ITEM 3.     QUANTITATIVE AND QUALITATIVE DISCLOSURES ABOUT MARKET RISK
 
In the ordinary course of business, we are subject to interest rate, foreign currency, and commodity risks. Information related to these risks and our management of these exposures is included in Part II, Item 7A, “Quantitative and Qualitative Disclosures about Market Risk,” in our Annual Report on Form 10-K for the year ended March 31, 2010, filed with the SEC on May 28, 2010. Our exposures to market risks have not changed materially since March 31, 2010.
 
ITEM 4.    CONTROLS AND PROCEDURES
 
Under the supervision of and with the participation of our management, including the Principal Executive Officer (“PEO”) and Principal Financial Officer (“PFO”), we evaluated the effectiveness of the design and operation of our disclosure controls and procedures, as defined in Rules 13a-15(e) and 15d-15(e) promulgated under the Securities Exchange Act of 1934, as of the end of the period covered by this Quarterly Report.
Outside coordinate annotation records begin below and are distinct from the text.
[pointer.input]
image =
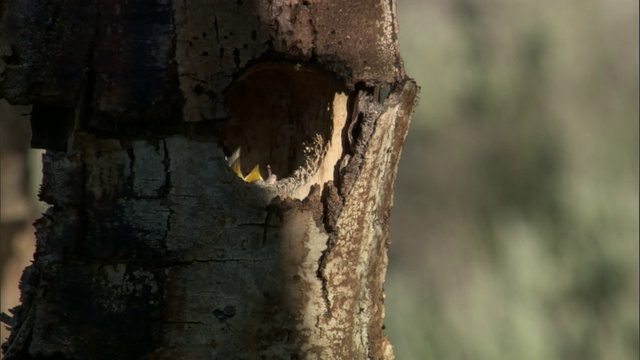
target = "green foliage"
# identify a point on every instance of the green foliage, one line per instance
(515, 230)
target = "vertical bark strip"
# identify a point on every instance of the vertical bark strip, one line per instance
(153, 247)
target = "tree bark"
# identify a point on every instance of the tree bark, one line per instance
(153, 247)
Based on that evaluation, including the assessment and input of our management, the PEO and PFO concluded that, as of the end of the period covered by this Quarterly Report, our disclosure controls and procedures were effective.
 
There were no changes in our internal control over financial reporting, as defined in Rules 13a-15(f) and 15d-15(f) promulgated under the Securities Exchange Act of 1934, that occurred during the quarter ended December 31, 2010 that have materially affected, or are reasonably likely to materially affect, our internal control over financial reporting.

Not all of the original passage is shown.